Comment allez-vous? Mon séjour au Japon a touché à sa fin. Ce me fait tout bizarre d’être rentrée en France. Avant de partir, j’avais envie d’aller à Nikkô, la ville de lumière, nichée dans les montagnes.

 

 

Nikkô se situe à environ 140km de Tôkyô, vers le Nord-Est,  et possède de nombreux temples et sanctuaires dont certains sont classés au Patrimoine mondial de l’UNESCO. Sa vieille ville nous transporte dans une autre époque, au calme, loin de la foule de Tôkyô.
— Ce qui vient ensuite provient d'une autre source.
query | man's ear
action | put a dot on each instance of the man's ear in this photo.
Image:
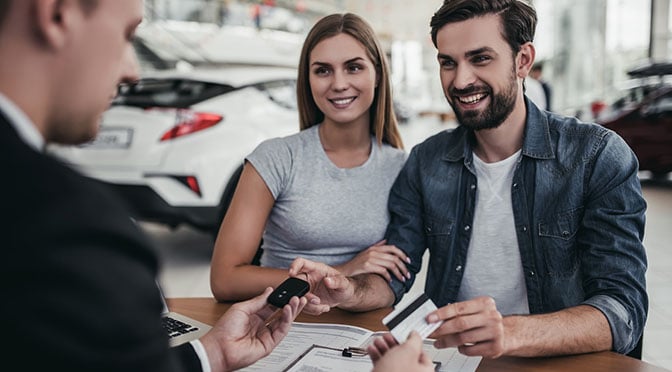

De nombreuses boutiques longent les rues principales, nous permettant de dénicher des cadeaux idéals pour souvent pas trop chers avec tout le charme Japonais! Les habitants et vendeurs sont très chaleureux, souriants. La ville est nichée dans les montagnes japonaises, les Alpes Japonaises, dans la préfecture de Tochigi mais est limitrophe à la préfecture de Fukushima et celle de Gunma. De plus, la verdure est omniprésente, recouvrant presque 90% de la ville. D’un point de vue historique, la ville a été choisie par le premier Shogun Tokugawa de l’ère d’Edo (1600-1868) pour fonder le Tôshô-gû, temple imposant et très coloré! Par la suite, une route directe avec Nikkô et Edo (Tôkyô) est alors créée.
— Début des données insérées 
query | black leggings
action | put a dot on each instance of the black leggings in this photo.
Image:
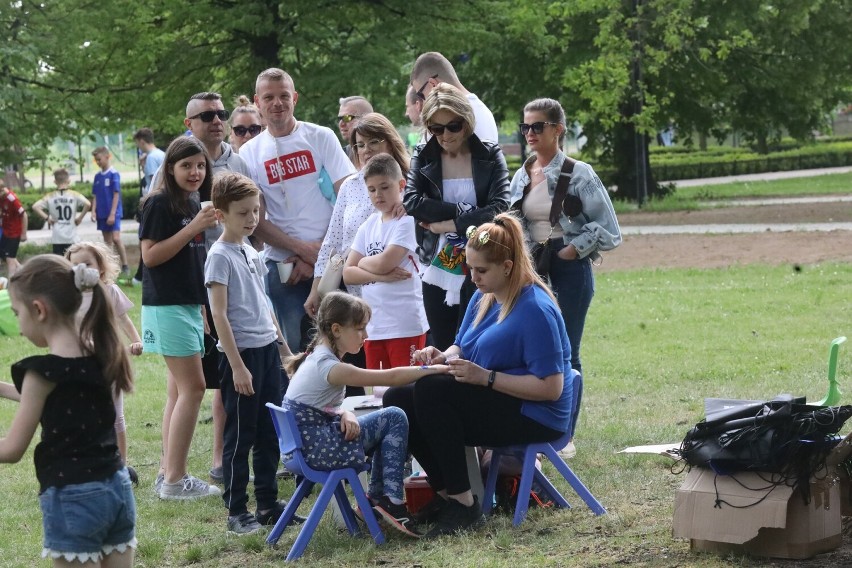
(445, 415)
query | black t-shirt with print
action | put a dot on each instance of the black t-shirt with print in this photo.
(77, 424)
(179, 280)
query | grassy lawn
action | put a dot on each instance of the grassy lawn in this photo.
(657, 343)
(684, 198)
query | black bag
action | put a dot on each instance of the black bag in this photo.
(540, 252)
(780, 437)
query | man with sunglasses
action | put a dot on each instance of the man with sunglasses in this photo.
(351, 109)
(207, 119)
(432, 68)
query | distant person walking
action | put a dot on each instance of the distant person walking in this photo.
(106, 204)
(63, 210)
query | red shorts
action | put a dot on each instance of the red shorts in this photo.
(390, 353)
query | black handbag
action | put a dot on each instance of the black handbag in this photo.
(541, 252)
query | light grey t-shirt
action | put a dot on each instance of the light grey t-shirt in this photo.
(239, 268)
(309, 385)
Nous avons pris le train pour Nikkô à 7h30 à Shinjuku. Il s’agit du Tôbu-Nikkô Limited Express qui part deux fois par jour depuis Shinjuku. Il faut environ 2h jusqu’à la gare Tôbu-Nikkô et compter un peu plus de 4 000 yen pour le trajet.  Rapidement nous quittons donc la folie tokyoïte pour être entourées de montagne. Nous arrivons à destinations à 9h30 et partons directement à pieds pour rejoindre le Shinkyo, un pont vermillon qui traverse une rivière aussi bleu que les lagons polynésiens. Cette rivière est la rivière Daiya. Il est possible de marcher dessus pour 300 yens. Après avoir payé, nous passons sous un torii, marquant ainsi le passage d’un lieu profane à un lieu sacré. Dès lors, nous sommes entourées de forêts qui offre de diverses nuances de verts, d’une lumière incroyable. Au bout du pont se trouve un petit coffre pour offrandes étant donné qu’un petit sanctuaire se situe de l’autre côté de la route. Le pont semble être tout à fait banale mais le contraste et le mélange de couleurs le rend incroyable, magnifique. Nous sommes transporté dans un autre monde. Ce pont marque l’entrée des divers sanctuaires et temples de la ville. Il n’est pas sans rappeler que le rouge vermillon est la couleur sacrée dans le shintô, la religion dite purement japonaise. De plus, il est classé dans le Patrimoine Mondial de l’Humanité

 

 

Depuis ce petit pont, nous avons pu rejoindre les principaux temples de Nikkô. Il faut avoir que la plus part des temples sont partiellement en rénovation jusqu’en 2019-2020. De plus, il n’est pas rare de voir des interdiction de prendre des photo en ce qui concerne l’intérieur des temples, pour ne pas abimer les statuts. De plus, les principaux temples et sanctuaires de Nikkô sont réunis dans le Parc National de Nikkô. Le Shinkyo s’y trouvant juste à coté, nous sommes allées à pieds au Rinno-ji, un des temples en rénovation.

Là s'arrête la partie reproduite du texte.